= Patrick Guerrand-Hermès =

French-Moroccan sports businessman and billionaire (1932–2024)

Patrick Guerrand-Hermès (25 September 1932 – 13 August 2024) was a French-Moroccan sports businessman and billionaire. He is noted for his involvement with Morocco and redevelopment there, most notably the redevelopment of the Aïn Kassimou in Marrakesh in the 1980s, a villa built for Leo Tolstoy's daughter, Olga.
For those achievements in Morocco, he was granted the Moroccan citizenship by king Mohammed VI on 25 April 2019.
He was also an art collector, and in 2001 Forbes ranked him as the 387th richest man in the world, with an estimated net worth of $1.3 billion.

==Background==
Guerrand-Hermès was born on 25 September 1932 in Paris in France. Guerrand-Hermès graduated from Oxford University. His great- great-grandfather, Thierry Hermès, who was French, was founder of the luxury goods firm of Hermès. his father was a sailor, Guerrand-Hermès traveled the world during his childhood.

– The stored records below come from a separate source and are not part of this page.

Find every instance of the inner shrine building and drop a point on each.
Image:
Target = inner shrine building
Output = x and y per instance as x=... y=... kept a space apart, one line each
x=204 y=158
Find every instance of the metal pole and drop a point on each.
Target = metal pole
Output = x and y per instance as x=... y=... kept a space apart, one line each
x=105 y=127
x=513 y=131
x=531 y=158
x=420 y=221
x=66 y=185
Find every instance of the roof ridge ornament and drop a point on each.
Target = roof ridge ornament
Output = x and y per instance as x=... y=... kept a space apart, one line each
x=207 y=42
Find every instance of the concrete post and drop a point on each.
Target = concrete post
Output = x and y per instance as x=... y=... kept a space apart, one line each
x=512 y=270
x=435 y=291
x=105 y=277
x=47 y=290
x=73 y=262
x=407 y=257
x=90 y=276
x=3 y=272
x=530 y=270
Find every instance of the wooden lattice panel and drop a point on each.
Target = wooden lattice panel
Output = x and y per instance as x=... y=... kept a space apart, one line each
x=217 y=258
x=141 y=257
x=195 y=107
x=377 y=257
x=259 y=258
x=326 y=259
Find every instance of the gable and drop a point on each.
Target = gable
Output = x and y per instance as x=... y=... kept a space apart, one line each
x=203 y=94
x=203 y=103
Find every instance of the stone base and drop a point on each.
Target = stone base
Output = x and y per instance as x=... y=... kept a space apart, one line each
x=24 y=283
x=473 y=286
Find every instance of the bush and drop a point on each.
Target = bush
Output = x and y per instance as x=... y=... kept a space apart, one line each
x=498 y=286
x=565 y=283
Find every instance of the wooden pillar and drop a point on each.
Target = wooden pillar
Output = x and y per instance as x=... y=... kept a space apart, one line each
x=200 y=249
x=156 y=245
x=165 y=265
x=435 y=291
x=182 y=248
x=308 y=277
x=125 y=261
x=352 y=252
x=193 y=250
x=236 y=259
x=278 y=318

Guerrand-Hermès died on 13 August 2024, at the age of 91.

==Career==
Guerrand-Hermès first went to Morocco in 1954 as a cavalryman and was stationed at Marrakesh. Thirty years later, in 1984, he bought Aïn Kassimou as a surprise for his wife Martine and their two sons, Olaf and Mathias.

As a director of Hermès, he developed the firm's silk business. As of 2012 he was retired and spent nine months a year in Morocco pursuing other business interests. He spent the remaining three months in Vineuil-Saint-Firmin, promoting polo at the Chantilly Polo Club. His interest in the sport prompted him to become deeply involved in the development of the polo grounds at Château de Chantilly in the early 1970s. Château de Chantilly held the first thoroughbred horse race on its grounds when Louis XVI was king. The first polo ground in the region was established by the Rothschild family in one of the three farms that belonged to the château in 1920. Fifty years later Guerrand-Hermès and a few of his associates converted the field into a club. It now has ten polo grounds, two of which are suitable for use year-round. The club has about 250 players who participate in many tournaments and some 3,500 horses in training.

The polo team sponsored by Guerrand-Hermès is known as La Palmeraie. He has been president of the Federation of International Polo and was chiefly responsible for organizing the 2004 World Polo Championship at the Domaine de Chantilly Polo club. The perpetual trophy was presented to La Palmeraie by Patrick Guerrand-Hermès, in memory of his son Lionel, a rider who died in 1981 at the age of 18. In honor of Lionel, Patrick established the Lionel Guerrand-Hermès Trophy with the United States Equestrian Team Foundation. His second son Mathias was also a member of the North American squad, who died of a heart attack at the age of 38 in Paris on 28 April 2010.

Guerrand-Hermès also had an interest in the arts and culture of Morocco where he lived for over 50 years, along with oriental arts and horses. He bought the estate, called the Ain el Quassimou or Aïn Kassimou, a villa in Marrakesh, in the 1980s. This estate was re-developed and is now part of the Palmeraie Polo Club. It is used now for events to support charities and foundations throughout Morocco.